In this paper, the system uses the finger vein static short-term video as the data source for in vivo detection. There is blood flow within the superficial subcutaneous vein, and there will be slight expansion and contraction, leading to slight changes in the absorption rate. During angiographic imaging, when near-infrared (NIR) light penetrates a vein, there is a slight grayscale change in the vein area, which can be detected using video image processing methods [
28,
29], and when there is no fluid flow through the ‘blood vessel’ in the prosthesis, there will be no grayscale change in the vein area. However, the slight grayscale transformation will be submerged in the speckle noise of near-infrared angiography. In order to solve this problem, this paper proposes an artificial shallow feature extraction with a deep learning model for finger liveness detection. The flow chart of this system is shown in
Figure 1. The first step is to obtain a short-duration static finger vein video. The next step is vein area segmentation, which belongs to the preprocessing. The third step is to select and cut out small blocks on the edge of the vein. The fourth step is to construct the MSTmap for these sorted small blocks. The fifth step is training the proposed Light-ViT model with the MSTmap. The last step is to output the result of liveness detection.

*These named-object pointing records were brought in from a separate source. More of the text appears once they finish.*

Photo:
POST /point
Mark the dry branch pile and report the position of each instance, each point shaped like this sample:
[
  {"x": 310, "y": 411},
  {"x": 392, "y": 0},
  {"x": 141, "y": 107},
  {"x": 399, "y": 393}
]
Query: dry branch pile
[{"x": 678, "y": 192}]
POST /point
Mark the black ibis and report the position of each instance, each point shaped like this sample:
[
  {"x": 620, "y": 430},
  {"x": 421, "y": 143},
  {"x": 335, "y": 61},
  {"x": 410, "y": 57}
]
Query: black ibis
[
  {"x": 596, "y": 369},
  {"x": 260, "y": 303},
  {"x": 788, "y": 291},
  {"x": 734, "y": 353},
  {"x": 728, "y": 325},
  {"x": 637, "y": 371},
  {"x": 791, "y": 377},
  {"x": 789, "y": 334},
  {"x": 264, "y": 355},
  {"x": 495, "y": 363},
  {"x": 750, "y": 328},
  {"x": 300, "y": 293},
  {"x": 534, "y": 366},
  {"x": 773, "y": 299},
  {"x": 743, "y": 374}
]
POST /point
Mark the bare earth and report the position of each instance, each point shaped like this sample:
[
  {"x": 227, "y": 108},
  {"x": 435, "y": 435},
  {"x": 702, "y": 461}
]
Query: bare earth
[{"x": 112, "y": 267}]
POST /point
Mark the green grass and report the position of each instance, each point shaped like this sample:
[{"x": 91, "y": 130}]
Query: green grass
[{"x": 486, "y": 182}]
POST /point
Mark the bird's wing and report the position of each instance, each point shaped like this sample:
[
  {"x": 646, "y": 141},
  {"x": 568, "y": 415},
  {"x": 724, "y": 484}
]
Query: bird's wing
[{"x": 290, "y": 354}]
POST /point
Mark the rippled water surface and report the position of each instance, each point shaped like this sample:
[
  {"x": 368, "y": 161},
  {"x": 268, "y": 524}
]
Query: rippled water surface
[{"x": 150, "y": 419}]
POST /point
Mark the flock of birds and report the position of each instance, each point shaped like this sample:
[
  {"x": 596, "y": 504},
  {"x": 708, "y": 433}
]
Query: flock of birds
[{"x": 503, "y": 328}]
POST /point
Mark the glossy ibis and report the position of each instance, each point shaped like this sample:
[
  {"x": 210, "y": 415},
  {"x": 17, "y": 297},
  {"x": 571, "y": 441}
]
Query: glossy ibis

When a user places their finger between the light source of the device and the viewing window, the image grabber starts capturing the image of the finger vein. In this process, the controller constantly monitors and analyzes the quality of the captured image, and it quickly adjusts the light intensity of the light source according to the changes in the brightness, contrast, and other parameters of the image, so that the brightness and clarity of the captured image are always kept within the preset range. The application of intelligent control can be quickly adjusted according to the actual situation to ensure that the qualities of the captured images are similar, thus improving the recognition accuracy and stability of the equipment.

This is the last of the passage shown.